In Kornit’s direct-to-garment systems, NeoPigment inks enable wet-on-wet printing on a variety of fibre types and where the pre-treatment is done inline in the machine. For Kornit’s roll-to-roll system Allegro, the company uses a variation called NeoPigment Intenso, where the pre-treatment is applied through the print head so the system applies a pixel of pre-treatment only where there is a pixel of ink. For the new Kornit Vulcan, which has been designed for mass customisation applications, there is another formulation called NeoPigment Rapido that allows for the production of up to 250 shirts per hour.
Kornit’s prints are AATCC-tested, says the company, reporting that they will withstand about 50 washing cycles. “Kornit’s NeoPigment system is a proprietary one, though – you don’t get the ink without the system, and you can’t run the system without the ink,” Kornit advises.
Proprietary inks for Texart printers
The Roland DG Texart ink range has been created to work specifically with the Texart RT-640 and Texart XT-640 dye-sublimation printers. Promoted as being vibrant and quick-drying and having long-lasting durability, the Texart range, when configured in dual CMYL mode, works in combination with the Roland DG proprietary Ink Switching System, which automatically switches to the next ink pouch for unattended, continuous printing.
Roland DG recently launched the Texart Fluorescent inks – fluor pink and fluor yellow – to add a whole new spectrum of colours for printing on sublimation fabrics in hundreds of different combinations.

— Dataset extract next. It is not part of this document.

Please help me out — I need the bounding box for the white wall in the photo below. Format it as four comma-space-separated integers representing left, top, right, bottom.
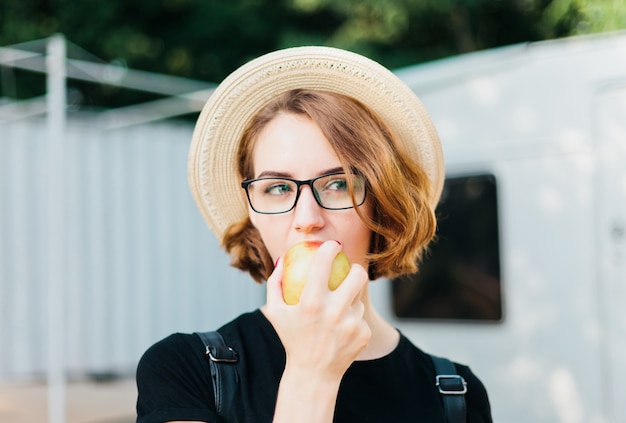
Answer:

To help users get the most out of these new inks, Roland DG has created a Fluor Ink Library, which contains 375 fluorescent colour combinations.
According to Roland DG, its most popular ink is the Eco- Sol Max, which offers a wide colour gamut and includes white and metallic: “With durable, reliable and consistent colour from cartridge to cartridge, Eco-Sol Max 3 is a popular choice for productive and efficient printing across a wide range of applications,” the company advises.
MHM Direct GB
MHM Direct GB notes that water-based inks are going through a resurgence of late, with the demand being driven by customer insistence on environmentally-sound and soft-feel prints, while plastisol remains the ink of choice for those looking for ease of use with the added bonus of printability onto a wide range of substrates.
MHM Direct GB supplies ranges of both types of inks, and says it “can offer the best performing white ink on the market; whether you need an everyday cotton white, a low bleed white or a dye blocking polyester white, we can supply the trusted US brand of International Coatings inks from our centrally based UK distribution facility”. The inks are backed up by knowledgeable staff who have decades of experience using the products, plus the company will also run the first batch on a customer’s machine to ensure that the product is the right choice for them.
MHM also offers a fully integrated and bespoke solution that it says will guarantee colours are the same every time. Its internet-linked scales and Pantone colour-matching software will even produce a pot label to ensure quicker referencing and ensure stock levels are easily managed.